For decades, “intelligent” environments have promised to improve our lives by inferring context, activity and events in diverse environments, ranging from public spaces, offices, and labs, to homes and healthcare facilities. To achieve this vision, smart environments require sensors, and lots of them. However, installation continues to be expensive, special purpose, and often invasive (e.g., running power).
An even more challenging problem is that sensor output rarely matches the types of questions humans wish to ask. For example, a door opened/closed sensor may not answer the user’s true question: “are my children home from school?” A restaurateur may want to know how many patrons need their beverages refilled, and graduate students want to know, “is there free food in the kitchenette?” Unfortunately, these sophisticated, multidimensional and often contextual questions are not easily answered by the simple sensors we deploy today. Although advances in sensing, computer vision (CV) and machine learning (ML) have brought us closer, systems that generalize across these broad and dynamic contexts do not yet exist.

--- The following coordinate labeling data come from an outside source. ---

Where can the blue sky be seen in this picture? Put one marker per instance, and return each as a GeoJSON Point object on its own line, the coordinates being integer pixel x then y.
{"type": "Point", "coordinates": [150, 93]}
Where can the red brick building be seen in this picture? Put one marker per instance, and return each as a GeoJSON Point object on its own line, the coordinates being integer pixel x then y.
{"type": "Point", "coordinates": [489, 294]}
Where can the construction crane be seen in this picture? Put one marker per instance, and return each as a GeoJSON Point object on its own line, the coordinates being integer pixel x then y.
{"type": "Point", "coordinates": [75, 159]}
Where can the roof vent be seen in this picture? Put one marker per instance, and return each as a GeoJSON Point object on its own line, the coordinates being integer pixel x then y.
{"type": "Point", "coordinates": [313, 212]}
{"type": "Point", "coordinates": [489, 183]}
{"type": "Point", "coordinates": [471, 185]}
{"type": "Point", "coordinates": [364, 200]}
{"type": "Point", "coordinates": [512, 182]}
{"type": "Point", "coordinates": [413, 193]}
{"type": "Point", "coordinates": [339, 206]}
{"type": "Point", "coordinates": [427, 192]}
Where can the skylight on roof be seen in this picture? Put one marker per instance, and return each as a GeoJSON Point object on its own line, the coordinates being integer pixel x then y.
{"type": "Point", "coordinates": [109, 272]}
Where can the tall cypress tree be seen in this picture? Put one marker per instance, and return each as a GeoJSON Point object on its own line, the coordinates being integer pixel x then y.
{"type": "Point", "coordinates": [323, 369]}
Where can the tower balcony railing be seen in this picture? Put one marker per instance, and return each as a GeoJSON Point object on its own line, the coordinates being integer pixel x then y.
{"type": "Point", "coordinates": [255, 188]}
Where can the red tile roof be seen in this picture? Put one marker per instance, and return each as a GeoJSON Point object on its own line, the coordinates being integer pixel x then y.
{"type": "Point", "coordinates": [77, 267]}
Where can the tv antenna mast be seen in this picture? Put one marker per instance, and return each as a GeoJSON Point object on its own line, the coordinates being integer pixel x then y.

In this research, we introduce Zensors, a new sensor approach that requires minimal and non-permanent sensor installation and provides human-centered and actionable sensor output. To achieve this, we fuse answers from crowd workers and automatic approaches to provide instant, human-intelligent sensors, which end users can set up in under one minute.
Laput, G., Lasecki, W., Wiese, J., Xiao, R., Bigham, J. and Harrison, C. 2015. Zensors: Adaptive, Rapidly Deployable, Human-Intelligent Sensor Feeds. In Proceedings of the 33nd Annual SIGCHI Conference on Human Factors in Computing Systems (Seoul, Korea, April 18 – 23, 2015). CHI ’15. ACM, New York, NY. 1935-1944.